KINGSTON — The Inter-American Development Bank (IDB) has provided approximately US$120,000 to undertake a competitiveness study as the Ministry of Agriculture and Fisheries seeks to develop a programme to address the glut in domestic production.
The study, and a comprehensive glut strategy being put in place, is expected to augment other initiatives that the Ministry has already implemented to ensure full utilisation of excess yields.
Speaking with JIS News, Chief Technical Director in the Ministry, Dr. Marc Panton, explained that the competitiveness study, slated to commence shortly, aims to analyse the entire value chain, with a view to exploring markets for five crops deemed to have export potential. He said the crops will be determined on completion of the study.
Funding for the study forms part of the more than US$15 million loan facility from the IDB to finance an Agricultural Competitiveness Programme (ACP), aimed at increasing competitiveness in the sector by: enhancing the capacity of small and medium- sized farmers to access national and international markets; increasing the performance of Jamaica’s food quality and safety management systems, and; fostering the development of agricultural and agro-processing value chains.
The agricultural sector has recorded significant growth over the last seven to eight quarters, with a 24 per cent increase in production for the period January to March, which was the highest in 11 years.
Dr. Panton said the figures indicate that not only are farmers producing more but they are tending to go towards excess. “We have seen that, and one of the steps we took was the farmers’ markets, which have been working well. We have been able to take some $102 million worth of produce out of the system, (the equivalent of) over two million pounds of produce…we have done well,” he stated.

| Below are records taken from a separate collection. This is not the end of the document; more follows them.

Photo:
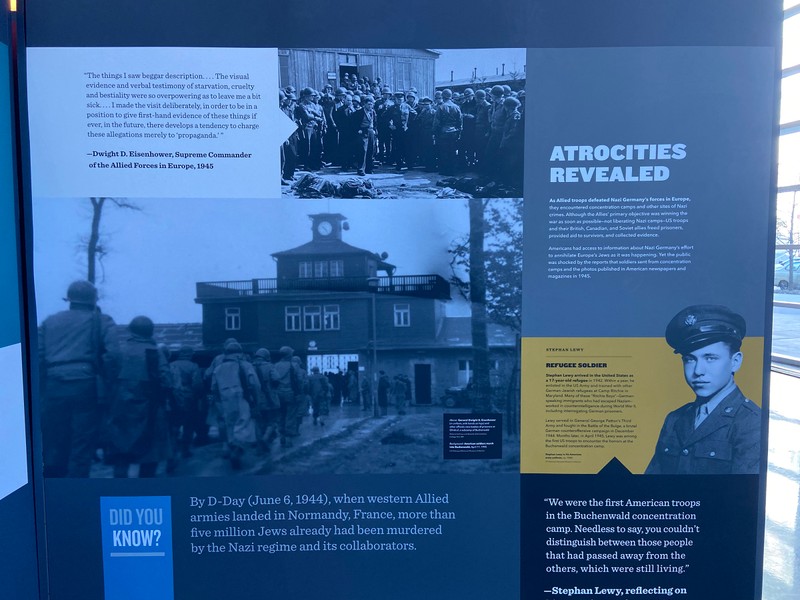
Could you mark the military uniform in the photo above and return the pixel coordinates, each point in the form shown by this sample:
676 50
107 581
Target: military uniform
138 423
77 349
720 432
235 386
447 125
728 441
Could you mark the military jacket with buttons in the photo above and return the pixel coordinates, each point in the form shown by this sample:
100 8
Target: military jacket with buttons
728 441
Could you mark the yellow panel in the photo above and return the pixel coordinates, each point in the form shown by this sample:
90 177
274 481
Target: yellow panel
588 400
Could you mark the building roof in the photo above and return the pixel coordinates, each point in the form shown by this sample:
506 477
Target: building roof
323 247
456 332
480 82
332 247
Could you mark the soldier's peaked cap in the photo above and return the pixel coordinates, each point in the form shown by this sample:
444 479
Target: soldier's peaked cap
703 324
81 292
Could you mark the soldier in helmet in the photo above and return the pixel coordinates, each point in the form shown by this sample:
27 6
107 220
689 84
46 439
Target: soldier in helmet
310 118
78 361
287 382
382 112
236 389
188 393
720 431
138 423
469 109
447 125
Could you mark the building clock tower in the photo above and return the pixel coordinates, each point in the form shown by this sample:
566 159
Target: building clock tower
327 226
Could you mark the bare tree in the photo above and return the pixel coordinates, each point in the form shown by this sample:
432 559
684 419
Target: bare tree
492 256
95 247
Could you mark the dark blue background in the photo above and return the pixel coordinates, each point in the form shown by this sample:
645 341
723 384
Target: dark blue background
476 557
723 561
716 101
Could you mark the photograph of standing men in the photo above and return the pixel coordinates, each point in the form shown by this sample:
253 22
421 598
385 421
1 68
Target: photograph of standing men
720 431
429 118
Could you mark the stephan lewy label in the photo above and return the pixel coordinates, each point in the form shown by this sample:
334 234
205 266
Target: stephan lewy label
137 547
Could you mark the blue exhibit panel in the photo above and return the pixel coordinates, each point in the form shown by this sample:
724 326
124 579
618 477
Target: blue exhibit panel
225 537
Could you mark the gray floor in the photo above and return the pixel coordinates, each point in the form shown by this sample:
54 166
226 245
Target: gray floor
782 535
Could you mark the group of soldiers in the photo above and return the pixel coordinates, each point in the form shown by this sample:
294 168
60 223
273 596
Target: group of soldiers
363 123
125 397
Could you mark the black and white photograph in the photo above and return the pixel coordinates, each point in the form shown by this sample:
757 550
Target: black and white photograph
403 122
719 432
220 337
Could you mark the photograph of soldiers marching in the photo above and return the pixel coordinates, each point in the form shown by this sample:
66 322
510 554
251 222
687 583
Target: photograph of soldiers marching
218 337
403 122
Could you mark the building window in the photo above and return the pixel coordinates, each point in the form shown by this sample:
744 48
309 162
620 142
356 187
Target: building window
465 372
331 317
292 314
321 269
402 315
312 318
233 319
337 268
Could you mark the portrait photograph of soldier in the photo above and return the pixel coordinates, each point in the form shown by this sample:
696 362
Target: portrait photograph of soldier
719 432
324 336
401 123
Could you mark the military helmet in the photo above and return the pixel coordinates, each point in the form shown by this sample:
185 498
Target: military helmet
233 348
141 326
82 292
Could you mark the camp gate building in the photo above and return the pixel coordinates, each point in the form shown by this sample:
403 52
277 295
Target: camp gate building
399 68
321 305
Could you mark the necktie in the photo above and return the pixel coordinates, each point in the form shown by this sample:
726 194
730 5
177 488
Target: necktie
702 413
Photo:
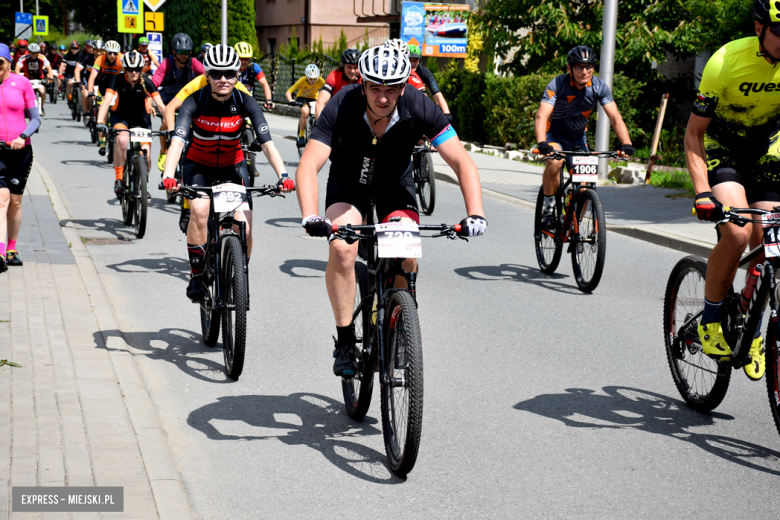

He noted however that the farmers’ markets alone are not sufficient to adequately address the issue noting that what is needed is a comprehensive strategy that will ensure “optimal utilisation of crops traditionally experiencing excess outputs when harvested.”
This move, he said, would incorporate development of key areas such as post-harvest management and marketing. “It means that we may have to do a couple things – value adding, storage, and (looking at) the potential for export. If it is that we are looking at the potential for export, (then) how do we penetrate the markets in a sustainable fashion”? We don’t want to just send (produce) and that’s it; we want to develop that strategy,” he outlined.
He told JIS News that the Ministry has been working with the Inter-American Institute for Cooperation on Agriculture (IICA) to develop the comprehensive strategy and the organisation has committed a consultant to prepare a draft framework.
“We are anticipating that within the next six to eight weeks, we should have, basically, a working document. This should ensure that in the years to come…we can alleviate some of the excesses we have,” he stated.
Dr. Panton said the farmers’ markets aside, the Ministry has undertaken several other initiatives; among these, is the establishment of a glut fund. He explained that this $50 million facility, financed by the Development Bank of Jamaica (DBJ), provides interim financing for agro-processers to take off the excess capacity for value-added production and also to store supplies for use during shortages.
“That fund is, actually, managed by our Agro Invest Corporation (AIC). Processors are pre-approved…so, essentially, all they have to do is apply,” he explained.
Dr. Panton disclosed that some 12 to 13 crops, with the potential to yield excesses, which will be targeted, have been identified. These include vegetables such as cabbage, lettuce and tomato, and roots and tubers, such as sweet potato and cassava.
“We are trying to look at (the situation) very holistically and wish to get to a point where,…we… eliminate that (glut), so our farmers will be encouraged to continue their level of production,” Dr. Panton underscored.